Endometrial cancer (EC) is a prevalent gynecologic malignancy where accurate grading and assessment are crucial for determining prognosis and treatment strategies. Conventional MRI techniques, including apparent diffusion coefficient (ADC) and T2‐weighted imaging, often fail to capture the detailed microstructural complexities of EC.
To evaluate the efficacy of diffusion relaxation correlated spectroscopic imaging (DR‐CSI) in assessing EC and to compare its diagnostic performance with conventional ADC and T2‐weighted imaging.
Sixty‐two patients with histopathologically confirmed EC were included in this prospective study. All patients underwent preoperative MRI, including DR‐CSI using a multi‐TE (50–90 ms) and multi‐b‐value (0–1600 s/mm 2 ) echo‐planar imaging sequence. The DR‐CSI data were analyzed to generate a four‐compartment D‐T2 spectra, yielding corresponding volume fraction metrics (VF, I–IV). Voxel‐wise ADC and T2 values were also obtained. The relationships between these imaging parameters and histopathologic results were evaluated using one‐way ANOVA or Kruskal–Wallis tests. Diagnostic performance was assessed using receiver operating characteristic (ROC) curve analysis.
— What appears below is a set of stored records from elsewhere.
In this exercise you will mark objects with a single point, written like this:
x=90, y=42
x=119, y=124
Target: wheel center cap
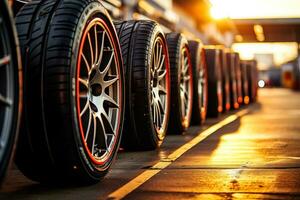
x=96, y=89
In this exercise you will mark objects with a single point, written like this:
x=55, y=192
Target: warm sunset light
x=237, y=9
x=150, y=99
x=282, y=51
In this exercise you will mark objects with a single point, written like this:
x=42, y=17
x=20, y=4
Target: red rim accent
x=205, y=90
x=186, y=120
x=161, y=132
x=106, y=28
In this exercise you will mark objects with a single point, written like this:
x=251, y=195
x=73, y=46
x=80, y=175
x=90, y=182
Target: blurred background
x=265, y=30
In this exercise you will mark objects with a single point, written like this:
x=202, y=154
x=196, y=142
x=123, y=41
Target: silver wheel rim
x=201, y=85
x=185, y=87
x=159, y=86
x=6, y=87
x=99, y=92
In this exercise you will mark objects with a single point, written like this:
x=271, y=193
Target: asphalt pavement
x=253, y=153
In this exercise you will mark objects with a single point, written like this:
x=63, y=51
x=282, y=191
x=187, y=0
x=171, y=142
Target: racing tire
x=200, y=82
x=181, y=83
x=215, y=94
x=73, y=91
x=147, y=72
x=233, y=85
x=10, y=88
x=225, y=81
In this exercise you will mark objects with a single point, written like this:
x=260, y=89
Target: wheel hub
x=98, y=88
x=159, y=86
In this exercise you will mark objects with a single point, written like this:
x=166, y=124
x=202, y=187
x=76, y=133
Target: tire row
x=92, y=85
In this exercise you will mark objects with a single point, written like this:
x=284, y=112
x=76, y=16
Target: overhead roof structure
x=268, y=30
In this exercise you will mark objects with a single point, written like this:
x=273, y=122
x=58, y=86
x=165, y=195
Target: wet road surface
x=250, y=154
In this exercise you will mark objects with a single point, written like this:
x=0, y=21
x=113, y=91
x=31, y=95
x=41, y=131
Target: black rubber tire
x=225, y=81
x=11, y=92
x=199, y=98
x=252, y=78
x=238, y=78
x=138, y=39
x=179, y=122
x=245, y=88
x=50, y=149
x=215, y=95
x=233, y=85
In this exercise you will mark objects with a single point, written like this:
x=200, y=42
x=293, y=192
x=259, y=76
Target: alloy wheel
x=99, y=92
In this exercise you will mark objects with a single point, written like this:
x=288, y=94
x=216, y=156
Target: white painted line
x=146, y=175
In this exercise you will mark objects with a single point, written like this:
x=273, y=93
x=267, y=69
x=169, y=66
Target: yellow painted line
x=146, y=175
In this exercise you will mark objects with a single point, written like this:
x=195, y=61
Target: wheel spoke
x=111, y=81
x=160, y=105
x=4, y=61
x=85, y=108
x=111, y=101
x=96, y=78
x=104, y=135
x=161, y=64
x=5, y=101
x=94, y=133
x=101, y=48
x=154, y=112
x=106, y=118
x=91, y=49
x=162, y=75
x=83, y=82
x=182, y=104
x=159, y=56
x=158, y=115
x=186, y=78
x=107, y=67
x=88, y=126
x=162, y=90
x=96, y=43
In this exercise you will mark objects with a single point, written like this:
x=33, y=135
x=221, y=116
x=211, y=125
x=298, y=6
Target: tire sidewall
x=17, y=93
x=92, y=10
x=157, y=32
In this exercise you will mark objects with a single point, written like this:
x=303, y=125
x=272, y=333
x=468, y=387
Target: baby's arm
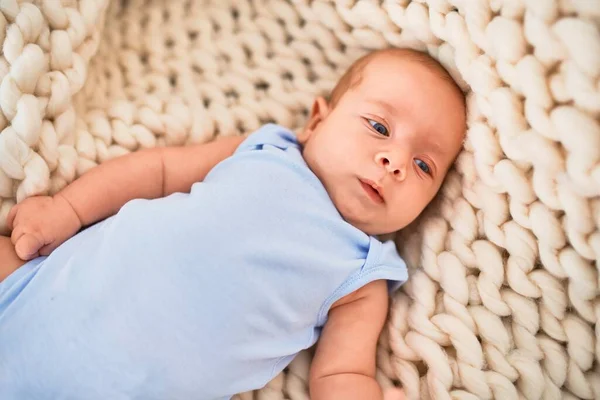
x=146, y=174
x=40, y=224
x=344, y=364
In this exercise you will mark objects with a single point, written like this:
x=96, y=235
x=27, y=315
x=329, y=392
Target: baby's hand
x=393, y=394
x=40, y=224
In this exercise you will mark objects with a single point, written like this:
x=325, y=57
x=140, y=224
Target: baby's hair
x=353, y=75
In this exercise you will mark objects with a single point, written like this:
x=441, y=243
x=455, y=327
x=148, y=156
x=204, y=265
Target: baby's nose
x=392, y=165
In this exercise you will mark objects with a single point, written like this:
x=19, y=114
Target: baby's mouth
x=372, y=190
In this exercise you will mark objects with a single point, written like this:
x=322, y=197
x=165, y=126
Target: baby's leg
x=9, y=261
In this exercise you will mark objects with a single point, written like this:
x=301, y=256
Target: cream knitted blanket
x=503, y=299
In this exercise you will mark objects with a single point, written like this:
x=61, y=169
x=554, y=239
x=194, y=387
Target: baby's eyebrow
x=384, y=104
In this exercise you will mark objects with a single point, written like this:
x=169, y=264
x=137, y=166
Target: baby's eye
x=423, y=165
x=380, y=128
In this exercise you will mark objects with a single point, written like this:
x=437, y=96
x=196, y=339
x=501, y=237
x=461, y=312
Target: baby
x=214, y=265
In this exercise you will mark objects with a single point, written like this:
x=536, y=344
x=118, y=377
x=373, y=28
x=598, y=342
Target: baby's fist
x=40, y=224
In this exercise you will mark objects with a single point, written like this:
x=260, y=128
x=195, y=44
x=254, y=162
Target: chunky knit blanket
x=503, y=297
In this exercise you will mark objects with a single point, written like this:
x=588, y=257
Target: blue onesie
x=197, y=295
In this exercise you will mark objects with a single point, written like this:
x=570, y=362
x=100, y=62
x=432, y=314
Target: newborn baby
x=213, y=265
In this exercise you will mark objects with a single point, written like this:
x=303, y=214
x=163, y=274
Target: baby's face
x=383, y=151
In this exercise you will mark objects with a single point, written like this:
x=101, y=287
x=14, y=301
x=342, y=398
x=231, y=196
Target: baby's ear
x=318, y=112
VF II and VF III demonstrated significant differences across histological grades ( p < 0.01 and p = 0.04, respectively). The combination of VF II and VF III provided optimal differentiation between low‐ and high‐grade EC (Area under curve, AUC 0.801 [95% confidence interval: 0.623–0.937]). VF IV exhibited superior performance in distinguishing lymph node metastasis (LNM) status (AUC 0.734 [0.556–0.892]). The combination of VF IV and VF II improved performance in predicting LNM status (AUC 0.826 [0.66–0.961]). However, no parameter alone effectively distinguished myometrial invasion (MI) statuses, but the combination of VF I and ADC improved performance (AUC 0.706 [0.560–0.844]).
DR‐CSI offers a novel and effective method for quantifying microstructural compartments in EC, providing superior diagnostic accuracy compared to conventional ADC and T2 values. The ability to capture detailed microstructural information from DR‐CSI metrics holds promise for improving EC diagnosis and grading, offering deeper insights into tumor heterogeneity.